Son haftalarda gösterilen mücadelenin yarısını sahaya yansıtmış olsaydık rakibimize iç sahadaki ilk galibiyetin sevincini yaşatamayabilirdik. Mücadele yok, hırs yok, teknik yok, o yok bu yok. Bu kadar yoklar içinde maç kazanmamız zaten mümkün değil.Bir takım her hafta duran toptan gol yiyorsa sıkıntı büyük demektir. Bir insan aynı kazığı iki kere yemez. Antep maçında yediğimiz golün neredeyse kopyasını yedik. Biri ayak diğeri kafa ile. Tek fark bu.Süperlig'de hakikaten çok kalitesiz takım var. Bu kadar kalitesiz takımın olduğu bir yerde üst sıralara oynamak çok zor değil. Bunun için planlamanın lig başında yapılıp kadro tercihini bu planlama ile yapılması yeter. Bu konuda yöneticilerimizin başarılı olduklarını söylemek çok zor.Avrupa hayalim falan yok benim. Ligi rahat bir konumda bitirelim yeter. İlk 10 bile bizim için bu kadro için başarı. Hem de büyük başarı.Şimdi kızanlar çıkacak benim bu isteğime. Bir yenilgi ile bu kadar karamsar olunmaz diyecekler. Olunur kardeşim. Kazandığımız maçların çoğunda  kabuslar görüyorsak Mersin maçı hariç doğru dürüst futbol oynamadan ve rakibe hakimiyet kurmadan galip geliyorsak ve birazcık dişli bir rakip karşımıza çıktığında bu derece berbat bir oyun oynayıp hezimet denecek bir skorla başımız önde sahadan ayrılıyorsak bırakında karamsar olalım.Orta sahan pas yapamıyorsa, kanatların adam geçemiyor ve orta bile yapamıyorsa, forvetlerin sahada geziniyorsa biz karamsar olmayalım da kim olsun. Yahu taç atışlarımız bile isabetsiz.Şimdi takım kalitemizin ortaya çıkacağı daha doğrusu takkenin düşeceği haftalara giriyoruz. İlk maçımız içeride Gençlerbirliği ile. Kalite olarak bizden daha alt seviyedeler.
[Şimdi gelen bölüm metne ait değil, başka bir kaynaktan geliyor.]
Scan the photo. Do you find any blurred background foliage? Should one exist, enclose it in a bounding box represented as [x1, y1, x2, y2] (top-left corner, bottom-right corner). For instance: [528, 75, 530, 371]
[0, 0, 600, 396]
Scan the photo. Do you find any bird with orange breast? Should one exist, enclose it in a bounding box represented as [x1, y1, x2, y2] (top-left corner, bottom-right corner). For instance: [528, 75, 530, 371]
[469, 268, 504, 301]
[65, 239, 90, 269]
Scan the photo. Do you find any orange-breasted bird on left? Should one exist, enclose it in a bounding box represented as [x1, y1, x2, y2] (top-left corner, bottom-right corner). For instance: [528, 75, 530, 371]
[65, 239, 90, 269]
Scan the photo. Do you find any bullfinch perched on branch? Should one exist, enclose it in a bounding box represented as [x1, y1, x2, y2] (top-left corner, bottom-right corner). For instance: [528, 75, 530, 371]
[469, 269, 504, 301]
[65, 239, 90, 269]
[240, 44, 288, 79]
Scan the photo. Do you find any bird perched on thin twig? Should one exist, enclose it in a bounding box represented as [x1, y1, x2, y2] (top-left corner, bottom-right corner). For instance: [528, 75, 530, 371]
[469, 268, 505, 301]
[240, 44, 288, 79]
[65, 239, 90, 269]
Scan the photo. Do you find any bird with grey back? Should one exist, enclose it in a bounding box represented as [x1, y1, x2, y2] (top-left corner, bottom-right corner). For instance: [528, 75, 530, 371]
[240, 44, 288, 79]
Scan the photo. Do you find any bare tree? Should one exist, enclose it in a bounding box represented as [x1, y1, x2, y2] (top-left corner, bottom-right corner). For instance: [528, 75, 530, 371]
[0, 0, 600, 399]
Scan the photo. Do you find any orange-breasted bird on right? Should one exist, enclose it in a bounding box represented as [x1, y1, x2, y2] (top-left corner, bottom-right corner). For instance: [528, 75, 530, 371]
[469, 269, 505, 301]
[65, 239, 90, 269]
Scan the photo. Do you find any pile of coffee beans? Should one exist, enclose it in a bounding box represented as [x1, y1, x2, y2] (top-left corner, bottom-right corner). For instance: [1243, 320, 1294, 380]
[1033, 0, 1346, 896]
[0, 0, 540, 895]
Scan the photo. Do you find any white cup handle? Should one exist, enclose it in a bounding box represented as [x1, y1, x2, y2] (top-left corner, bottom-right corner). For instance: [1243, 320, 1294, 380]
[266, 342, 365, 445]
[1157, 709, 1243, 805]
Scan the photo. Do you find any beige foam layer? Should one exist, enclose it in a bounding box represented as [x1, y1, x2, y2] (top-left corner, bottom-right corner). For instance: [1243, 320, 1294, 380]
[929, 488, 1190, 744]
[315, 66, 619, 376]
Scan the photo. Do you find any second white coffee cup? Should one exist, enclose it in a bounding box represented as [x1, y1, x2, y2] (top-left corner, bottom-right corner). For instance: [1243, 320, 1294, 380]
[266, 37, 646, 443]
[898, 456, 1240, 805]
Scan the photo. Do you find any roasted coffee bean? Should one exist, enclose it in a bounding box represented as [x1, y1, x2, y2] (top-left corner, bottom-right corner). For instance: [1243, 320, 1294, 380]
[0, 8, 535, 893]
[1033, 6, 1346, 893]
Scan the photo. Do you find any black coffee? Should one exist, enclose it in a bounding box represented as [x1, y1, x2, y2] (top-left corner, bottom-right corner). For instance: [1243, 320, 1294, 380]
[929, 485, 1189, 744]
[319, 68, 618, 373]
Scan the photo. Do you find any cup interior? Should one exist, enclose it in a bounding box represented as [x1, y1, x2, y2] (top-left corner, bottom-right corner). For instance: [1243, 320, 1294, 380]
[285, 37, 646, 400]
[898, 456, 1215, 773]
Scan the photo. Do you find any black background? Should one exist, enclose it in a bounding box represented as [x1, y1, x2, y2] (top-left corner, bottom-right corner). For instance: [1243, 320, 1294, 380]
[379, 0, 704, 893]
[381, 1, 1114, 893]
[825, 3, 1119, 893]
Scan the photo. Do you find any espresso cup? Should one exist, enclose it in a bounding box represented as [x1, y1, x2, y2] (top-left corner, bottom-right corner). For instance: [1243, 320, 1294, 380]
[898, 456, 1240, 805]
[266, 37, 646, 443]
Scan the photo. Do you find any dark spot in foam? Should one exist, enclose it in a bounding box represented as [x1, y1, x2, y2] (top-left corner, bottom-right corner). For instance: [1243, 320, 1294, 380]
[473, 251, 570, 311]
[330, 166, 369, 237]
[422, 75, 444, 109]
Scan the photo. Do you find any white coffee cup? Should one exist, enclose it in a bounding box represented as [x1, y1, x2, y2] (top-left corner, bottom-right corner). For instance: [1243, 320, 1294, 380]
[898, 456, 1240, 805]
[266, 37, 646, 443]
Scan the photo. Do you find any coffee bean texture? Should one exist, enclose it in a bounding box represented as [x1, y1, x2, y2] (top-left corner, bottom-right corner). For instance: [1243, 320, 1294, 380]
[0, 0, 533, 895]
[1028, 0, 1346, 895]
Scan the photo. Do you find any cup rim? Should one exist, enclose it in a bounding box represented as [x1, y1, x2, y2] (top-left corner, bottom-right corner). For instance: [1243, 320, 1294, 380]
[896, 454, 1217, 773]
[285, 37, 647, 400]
Mutlak kazanmamız gereken bir maç. Sonraki haftalar ise tam kabus. Mücadele etmeden ve iyi savunma yapmadan maç kazanmamız mümkün değil. 2  yesekte 3 atarız diyebileceğimiz bir takımımız yok maalesef. Alınan bu hezimet futbolculara  ve de özellikle Aykut'a çok şey öğretmeli. Saplantılarından bir an önce vazgeçmeli. Vedat gibi bir değeri elinin tersiyle itmemeli.

***

Sahada oynayanları görünce Vedat'a çok büyük haksızlık yapıldığını söylemek mümkün. Yazık oluyor Vedat'a hem de çok yazık.Ve yönetim. Alınan 15 puanın rehavetine kapılmadan, eksikler konusunda şimdiden çalışmaya başlayıp en az 3-4 ilk 11 oyuncusunu takıma kazandırmak için varını yoğunu ortaya koyması lazım. Yoksa bu erken gelen bahar havası zemheriye döner.Gençler birliği maçında oyuncularımızın gerekli hırs ve mücadeleyi sahaya yansıtıp 3 puan alacaklarından eminim. Her zaman ve daima KONYASPOR.